Fixed fatal bug causing script to return error 500

hmerritt · hmerritt · commit 647f3d669044 · 2019-08-21T14:52:44.000+01:00
- check if each element exists before extracting any data
diff --git a/README.md b/README.md
@@ -15,9 +15,9 @@ $ composer require hmerritt/imdb-api
 ### Film Data
 - Title
 - Year
-- Length
 - Rating
 - Poster
+- Length
 - Plot
 - Cast
   - actor name
@@ -75,4 +75,4 @@ $imdb->film("tt0816692", $techSpecs=true);
 ## Dependencies
 > All dependencies are managed automatically by `composer`.
 
-- [php-html-parser](https://github.com/paquettg/php-html-parser)
+- [php-html-parser](https://github.com/paquettg/php-html-parser)

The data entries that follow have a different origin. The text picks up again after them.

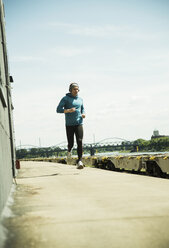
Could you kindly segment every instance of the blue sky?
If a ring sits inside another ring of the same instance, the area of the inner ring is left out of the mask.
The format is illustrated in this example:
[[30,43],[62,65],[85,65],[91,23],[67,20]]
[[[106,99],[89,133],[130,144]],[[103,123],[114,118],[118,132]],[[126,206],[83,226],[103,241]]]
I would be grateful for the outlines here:
[[4,0],[16,144],[66,140],[56,114],[70,82],[84,142],[169,135],[169,2]]

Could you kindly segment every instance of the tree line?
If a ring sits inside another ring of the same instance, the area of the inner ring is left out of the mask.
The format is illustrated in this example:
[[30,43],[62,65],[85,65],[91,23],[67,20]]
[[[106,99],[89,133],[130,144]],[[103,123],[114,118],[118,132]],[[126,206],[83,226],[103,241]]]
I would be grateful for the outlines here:
[[[129,149],[129,150],[127,150]],[[116,147],[99,147],[97,153],[113,152],[113,151],[127,151],[127,152],[164,152],[169,151],[169,137],[154,138],[151,140],[137,139],[133,142],[122,142],[121,146]],[[95,149],[96,152],[96,149]],[[84,149],[84,154],[90,154],[90,148]],[[17,149],[17,159],[24,158],[39,158],[39,157],[64,157],[67,154],[66,149],[59,147],[39,147],[29,149]],[[73,155],[76,155],[76,150],[73,150]]]

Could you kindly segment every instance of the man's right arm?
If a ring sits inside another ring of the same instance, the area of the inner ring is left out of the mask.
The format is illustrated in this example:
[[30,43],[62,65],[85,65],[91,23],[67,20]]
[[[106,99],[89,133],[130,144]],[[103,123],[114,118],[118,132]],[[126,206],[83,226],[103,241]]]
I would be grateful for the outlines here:
[[76,109],[75,108],[70,108],[70,109],[65,109],[65,98],[63,97],[59,103],[59,105],[57,106],[56,112],[57,113],[73,113],[75,112]]

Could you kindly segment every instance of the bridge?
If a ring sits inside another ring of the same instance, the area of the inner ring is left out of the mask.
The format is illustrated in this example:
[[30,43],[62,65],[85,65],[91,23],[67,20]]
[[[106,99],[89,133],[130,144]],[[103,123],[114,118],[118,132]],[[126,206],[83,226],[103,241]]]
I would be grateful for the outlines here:
[[[40,153],[45,153],[47,157],[52,156],[55,152],[57,156],[59,156],[60,152],[67,151],[67,142],[62,141],[58,144],[51,147],[38,147],[34,145],[20,145],[17,149],[26,149],[31,151],[33,149],[39,149]],[[73,150],[76,150],[77,145],[76,142],[74,144]],[[84,143],[83,150],[89,153],[91,156],[95,155],[95,153],[99,151],[107,152],[107,151],[120,151],[120,150],[136,150],[136,145],[133,144],[133,141],[128,141],[123,138],[113,137],[102,139],[95,143]]]

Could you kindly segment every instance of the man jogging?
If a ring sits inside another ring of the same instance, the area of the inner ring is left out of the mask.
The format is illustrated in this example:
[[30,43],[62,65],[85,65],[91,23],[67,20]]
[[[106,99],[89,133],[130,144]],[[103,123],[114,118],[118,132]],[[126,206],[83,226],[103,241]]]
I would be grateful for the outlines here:
[[79,85],[71,83],[69,93],[64,96],[57,106],[57,113],[65,113],[66,134],[68,141],[68,157],[71,156],[71,150],[74,145],[74,135],[77,142],[78,162],[77,169],[83,169],[82,163],[82,139],[83,139],[83,118],[85,112],[83,100],[78,96]]

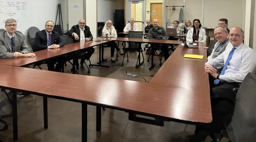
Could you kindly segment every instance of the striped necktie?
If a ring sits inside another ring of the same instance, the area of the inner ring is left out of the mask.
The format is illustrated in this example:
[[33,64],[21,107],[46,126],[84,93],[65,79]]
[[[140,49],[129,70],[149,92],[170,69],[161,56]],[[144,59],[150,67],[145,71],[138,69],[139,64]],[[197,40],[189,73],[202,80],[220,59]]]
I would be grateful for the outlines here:
[[47,46],[50,46],[51,45],[51,34],[48,34],[48,45]]

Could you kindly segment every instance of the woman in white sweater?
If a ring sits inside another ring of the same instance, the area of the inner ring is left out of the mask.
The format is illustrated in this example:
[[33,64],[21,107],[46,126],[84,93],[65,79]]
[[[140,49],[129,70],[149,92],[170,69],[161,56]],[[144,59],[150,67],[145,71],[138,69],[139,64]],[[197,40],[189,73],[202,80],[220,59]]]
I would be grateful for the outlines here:
[[[108,34],[108,37],[117,37],[117,34],[116,33],[116,31],[115,29],[115,27],[112,26],[112,22],[110,20],[107,21],[104,27],[102,30],[102,36],[103,37],[106,37],[106,34]],[[115,53],[115,48],[117,50],[119,54],[121,55],[123,55],[124,53],[123,51],[120,50],[120,48],[118,45],[117,45],[116,42],[114,41],[111,41],[104,43],[104,44],[107,45],[109,47],[111,47],[110,51],[111,59],[111,60],[113,62],[115,61],[115,58],[114,57],[114,54]]]
[[206,42],[205,30],[202,27],[199,19],[196,19],[193,21],[192,28],[187,30],[186,40],[188,41]]

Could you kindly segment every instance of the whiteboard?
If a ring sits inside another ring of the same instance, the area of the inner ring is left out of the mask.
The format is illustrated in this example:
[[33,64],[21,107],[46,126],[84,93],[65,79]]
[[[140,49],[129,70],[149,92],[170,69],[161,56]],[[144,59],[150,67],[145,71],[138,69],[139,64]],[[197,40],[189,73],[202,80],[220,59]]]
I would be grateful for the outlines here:
[[[31,27],[36,27],[40,30],[43,30],[46,21],[55,22],[58,3],[60,3],[61,1],[0,0],[0,29],[5,28],[6,19],[13,18],[17,21],[17,30],[25,35],[28,35],[28,28]],[[46,3],[47,7],[46,7]],[[58,22],[57,20],[57,22]]]

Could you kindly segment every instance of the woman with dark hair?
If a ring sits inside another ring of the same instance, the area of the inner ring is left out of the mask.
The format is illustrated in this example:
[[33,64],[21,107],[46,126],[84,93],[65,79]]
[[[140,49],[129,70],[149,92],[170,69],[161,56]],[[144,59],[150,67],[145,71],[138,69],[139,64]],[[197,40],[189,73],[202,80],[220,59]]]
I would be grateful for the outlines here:
[[186,40],[188,41],[206,42],[205,30],[202,27],[200,20],[196,19],[193,21],[192,27],[187,30]]

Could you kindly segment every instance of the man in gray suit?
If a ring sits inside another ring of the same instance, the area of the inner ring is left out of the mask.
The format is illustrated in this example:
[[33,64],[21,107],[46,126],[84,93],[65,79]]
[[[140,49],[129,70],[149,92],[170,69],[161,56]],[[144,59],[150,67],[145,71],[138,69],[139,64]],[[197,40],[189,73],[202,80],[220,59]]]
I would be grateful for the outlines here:
[[5,21],[6,31],[0,34],[0,59],[34,57],[26,44],[22,34],[15,32],[17,22],[13,19]]

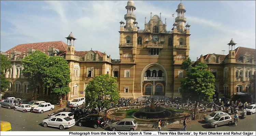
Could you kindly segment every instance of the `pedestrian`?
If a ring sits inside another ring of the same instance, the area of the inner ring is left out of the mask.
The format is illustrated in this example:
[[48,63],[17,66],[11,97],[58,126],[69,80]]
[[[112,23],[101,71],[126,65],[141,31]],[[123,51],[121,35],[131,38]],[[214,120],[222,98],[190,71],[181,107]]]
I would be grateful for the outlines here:
[[158,125],[157,126],[157,127],[158,128],[158,131],[161,131],[161,119],[159,119],[158,121]]
[[184,128],[182,129],[182,131],[187,131],[186,127],[187,127],[187,118],[185,117],[183,118],[184,120],[183,121],[183,125],[184,126]]

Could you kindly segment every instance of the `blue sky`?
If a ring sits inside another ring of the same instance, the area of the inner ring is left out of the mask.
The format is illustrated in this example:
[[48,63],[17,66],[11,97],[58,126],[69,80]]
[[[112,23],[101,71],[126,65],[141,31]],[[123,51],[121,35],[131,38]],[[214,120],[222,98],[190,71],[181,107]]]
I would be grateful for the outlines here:
[[[62,40],[72,32],[77,51],[98,50],[119,59],[120,24],[125,22],[128,1],[1,1],[1,50],[19,44]],[[167,30],[173,27],[179,0],[134,1],[140,29],[152,16],[161,13]],[[182,1],[190,24],[189,56],[228,54],[233,38],[255,48],[255,1]]]

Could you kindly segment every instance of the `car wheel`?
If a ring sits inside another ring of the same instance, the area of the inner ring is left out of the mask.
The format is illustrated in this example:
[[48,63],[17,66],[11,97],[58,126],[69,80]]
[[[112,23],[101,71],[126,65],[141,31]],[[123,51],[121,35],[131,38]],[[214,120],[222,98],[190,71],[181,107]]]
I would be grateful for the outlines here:
[[59,126],[59,129],[60,130],[63,130],[64,129],[64,126],[63,126],[63,125],[60,125]]
[[44,123],[44,127],[47,127],[48,125],[47,124],[47,123],[46,122]]
[[93,125],[93,128],[95,129],[97,129],[98,128],[98,125],[96,125],[96,124],[95,124]]

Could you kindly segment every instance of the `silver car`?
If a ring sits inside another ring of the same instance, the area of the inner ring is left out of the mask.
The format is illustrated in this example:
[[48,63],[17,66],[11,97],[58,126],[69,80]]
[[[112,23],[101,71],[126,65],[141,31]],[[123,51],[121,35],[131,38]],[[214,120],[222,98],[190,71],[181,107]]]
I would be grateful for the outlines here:
[[138,123],[134,119],[124,119],[122,120],[113,123],[110,129],[113,131],[124,130],[133,131],[138,127]]
[[228,114],[224,114],[218,115],[213,119],[210,120],[208,122],[209,126],[214,126],[216,128],[220,125],[228,124],[229,125],[232,123],[232,118]]
[[207,122],[208,122],[209,121],[212,119],[213,119],[216,116],[222,115],[226,114],[228,115],[227,113],[224,113],[221,111],[216,111],[213,112],[212,113],[211,113],[210,115],[206,116],[203,118],[203,120]]

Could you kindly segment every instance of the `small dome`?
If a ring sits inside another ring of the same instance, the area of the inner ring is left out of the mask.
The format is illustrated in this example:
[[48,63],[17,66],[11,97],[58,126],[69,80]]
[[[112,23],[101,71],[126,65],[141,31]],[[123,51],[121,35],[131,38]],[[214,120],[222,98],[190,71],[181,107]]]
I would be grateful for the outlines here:
[[185,6],[183,3],[181,3],[178,5],[178,9],[185,9]]
[[134,6],[134,2],[133,0],[129,0],[127,2],[127,6]]

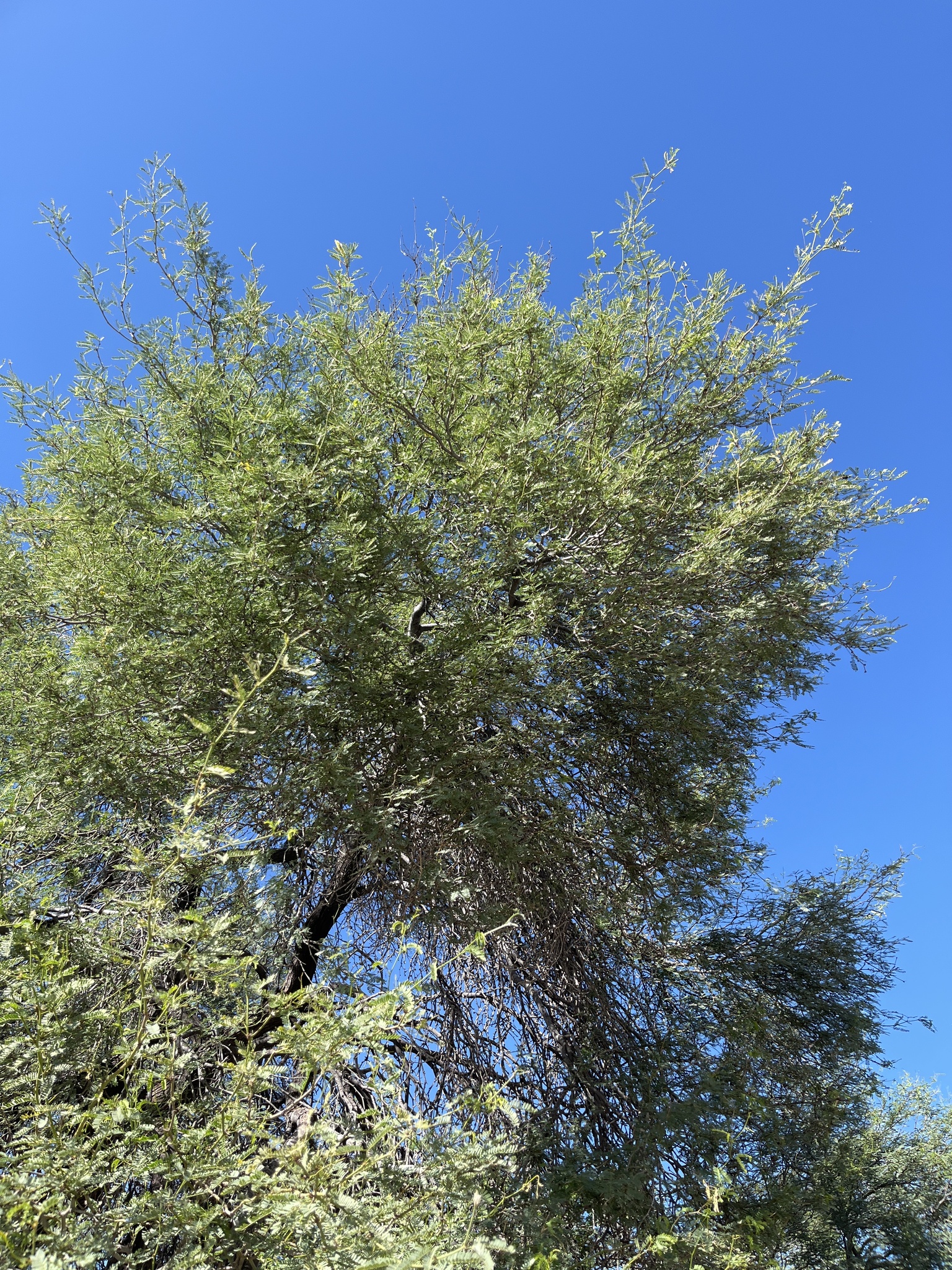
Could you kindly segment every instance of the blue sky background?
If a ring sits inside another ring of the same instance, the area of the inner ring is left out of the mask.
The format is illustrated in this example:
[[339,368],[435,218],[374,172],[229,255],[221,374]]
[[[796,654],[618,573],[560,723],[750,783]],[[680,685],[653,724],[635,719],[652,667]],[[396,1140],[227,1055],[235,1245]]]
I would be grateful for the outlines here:
[[[897,1071],[952,1087],[949,773],[948,0],[0,0],[0,359],[69,376],[91,314],[32,222],[70,206],[102,258],[110,201],[171,151],[218,245],[256,244],[294,307],[335,237],[382,282],[400,235],[479,217],[503,262],[551,246],[567,301],[642,157],[680,163],[655,208],[661,250],[758,284],[843,182],[857,255],[826,260],[801,345],[828,390],[842,465],[908,470],[929,508],[862,540],[856,573],[905,622],[866,673],[819,693],[812,748],[770,756],[778,869],[836,848],[915,850],[891,923],[910,940],[891,1005]],[[0,425],[0,481],[25,438]]]

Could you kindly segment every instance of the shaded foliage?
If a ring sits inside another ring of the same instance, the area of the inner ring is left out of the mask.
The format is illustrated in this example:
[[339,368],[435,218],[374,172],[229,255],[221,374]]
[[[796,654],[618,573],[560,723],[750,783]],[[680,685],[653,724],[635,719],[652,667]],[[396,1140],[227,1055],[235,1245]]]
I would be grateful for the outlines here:
[[[823,414],[783,423],[830,377],[792,348],[849,207],[744,307],[654,253],[652,180],[565,312],[545,259],[500,277],[454,222],[396,296],[338,243],[279,316],[156,163],[119,208],[118,281],[80,267],[110,334],[71,398],[6,378],[38,443],[0,563],[22,918],[30,888],[102,914],[145,860],[178,871],[168,939],[192,912],[232,930],[237,880],[173,847],[208,826],[258,871],[239,961],[269,986],[228,1081],[281,1116],[268,1046],[308,1026],[282,1002],[396,958],[419,1013],[382,1041],[374,1114],[399,1088],[407,1124],[490,1151],[505,1091],[519,1200],[496,1232],[597,1265],[691,1259],[721,1190],[725,1264],[760,1256],[866,1088],[892,974],[895,870],[777,885],[748,836],[759,756],[809,718],[790,704],[891,638],[845,573],[897,514],[891,474],[831,467]],[[142,260],[174,316],[133,320]]]

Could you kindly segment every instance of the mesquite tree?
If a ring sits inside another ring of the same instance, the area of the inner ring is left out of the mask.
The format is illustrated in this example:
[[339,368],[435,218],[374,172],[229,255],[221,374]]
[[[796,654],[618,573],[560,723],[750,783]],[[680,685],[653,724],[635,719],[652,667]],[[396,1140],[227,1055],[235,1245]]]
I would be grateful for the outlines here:
[[[830,466],[829,376],[792,357],[849,207],[744,300],[652,250],[652,179],[566,311],[543,258],[500,276],[459,221],[383,298],[335,244],[310,307],[277,315],[155,163],[119,206],[118,272],[77,260],[103,328],[70,396],[6,378],[37,443],[3,517],[10,928],[67,959],[65,932],[96,928],[118,958],[117,914],[159,904],[136,1027],[188,993],[213,1034],[193,1119],[208,1072],[225,1097],[272,1064],[260,1115],[294,1142],[308,1099],[381,1123],[392,1101],[343,1043],[338,1093],[307,1083],[288,1038],[314,1002],[344,1010],[381,966],[416,979],[373,1043],[386,1088],[486,1142],[514,1118],[498,1228],[603,1264],[660,1256],[659,1232],[670,1251],[717,1177],[748,1245],[774,1237],[877,1052],[892,966],[889,870],[776,885],[748,834],[759,756],[807,718],[791,704],[891,636],[845,575],[897,514],[890,474]],[[47,221],[71,251],[65,211]],[[168,318],[133,318],[143,264]],[[211,954],[169,951],[213,919],[245,986],[227,1026],[189,978]],[[126,1097],[103,1054],[96,1096]],[[136,1186],[161,1208],[154,1173]]]

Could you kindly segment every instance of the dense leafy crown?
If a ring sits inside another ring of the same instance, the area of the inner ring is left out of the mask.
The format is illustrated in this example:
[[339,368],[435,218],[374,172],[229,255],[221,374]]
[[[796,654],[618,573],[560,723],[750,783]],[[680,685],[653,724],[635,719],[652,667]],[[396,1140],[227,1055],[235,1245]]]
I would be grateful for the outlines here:
[[[783,422],[844,197],[743,309],[654,253],[651,189],[566,312],[453,222],[395,297],[338,243],[277,316],[156,163],[118,282],[81,267],[112,334],[71,396],[8,377],[14,1264],[83,1227],[109,1264],[611,1265],[702,1212],[778,1246],[877,1052],[892,881],[773,885],[746,819],[788,704],[889,643],[844,570],[896,513]],[[143,258],[171,318],[131,315]]]

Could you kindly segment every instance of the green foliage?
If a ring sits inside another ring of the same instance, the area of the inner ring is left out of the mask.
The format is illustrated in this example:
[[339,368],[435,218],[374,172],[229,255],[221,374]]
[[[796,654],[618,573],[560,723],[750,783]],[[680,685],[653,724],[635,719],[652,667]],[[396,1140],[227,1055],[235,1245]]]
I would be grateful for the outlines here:
[[797,1270],[952,1264],[952,1110],[905,1081],[838,1133],[791,1231]]
[[[413,986],[338,955],[275,993],[248,853],[198,828],[161,847],[95,908],[15,917],[8,897],[3,1264],[487,1266],[512,1151],[468,1125],[505,1107],[406,1106]],[[182,860],[206,898],[178,911]]]
[[777,885],[748,818],[791,702],[890,641],[847,561],[899,513],[784,422],[844,196],[744,307],[654,253],[652,179],[566,312],[453,222],[386,300],[338,243],[281,316],[155,163],[71,396],[5,380],[15,1257],[782,1243],[868,1085],[895,869]]

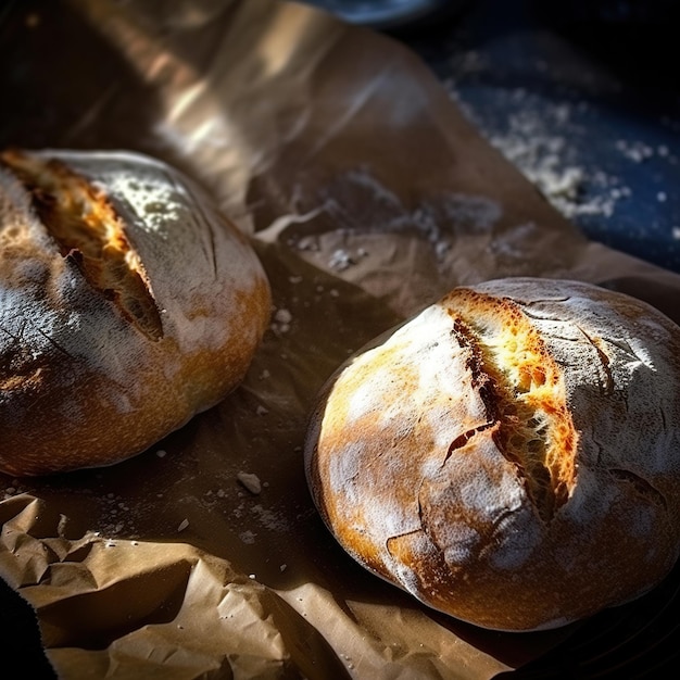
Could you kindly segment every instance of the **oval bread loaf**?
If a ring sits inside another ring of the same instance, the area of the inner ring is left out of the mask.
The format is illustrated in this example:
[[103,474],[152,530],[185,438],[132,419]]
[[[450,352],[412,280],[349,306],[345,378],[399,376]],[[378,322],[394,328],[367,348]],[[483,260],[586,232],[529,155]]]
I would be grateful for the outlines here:
[[247,238],[128,152],[0,154],[0,469],[109,465],[222,400],[268,324]]
[[680,545],[680,329],[576,281],[453,290],[343,365],[305,444],[340,544],[475,625],[554,628]]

diff --git a/src/imdb.php b/src/imdb.php
@@ -5,7 +5,7 @@
 * For the full copyright and license information, please view the LICENSE
 * file that was distributed with this source code.
 *
-* @package Imdb
+* @package hmerritt/imdb-api
 * @author Harry Merritt
 */
 namespace hmerritt\Imdb;
@@ -67,7 +67,7 @@ public function search($query, $category="all") {
                            $row = [];
 
                            // Link ojbect
-                           $item_link = $section_row->find("td.result_text a");
+                           $item_link = $this->htmlFind($section_row, 'td.result_text a');
                            // Text value
                            $row["title"] = $item_link->text;
                            // Skip item if no text value
@@ -76,15 +76,10 @@ public function search($query, $category="all") {
                            }
 
                           // Image object
-                          $item_image = $section_row->find("td.primary_photo img");
-                          $row["image"] = "";
-                          if (count($item_image) > 0)
+                          $row["image"] = $this->htmlFind($section_row, 'td.primary_photo img')->src;
+                          if (preg_match('/@/', $row["image"]))
                           {
-                              $row["image"] = $item_image->src;
-                              if (preg_match('/@/', $row["image"]))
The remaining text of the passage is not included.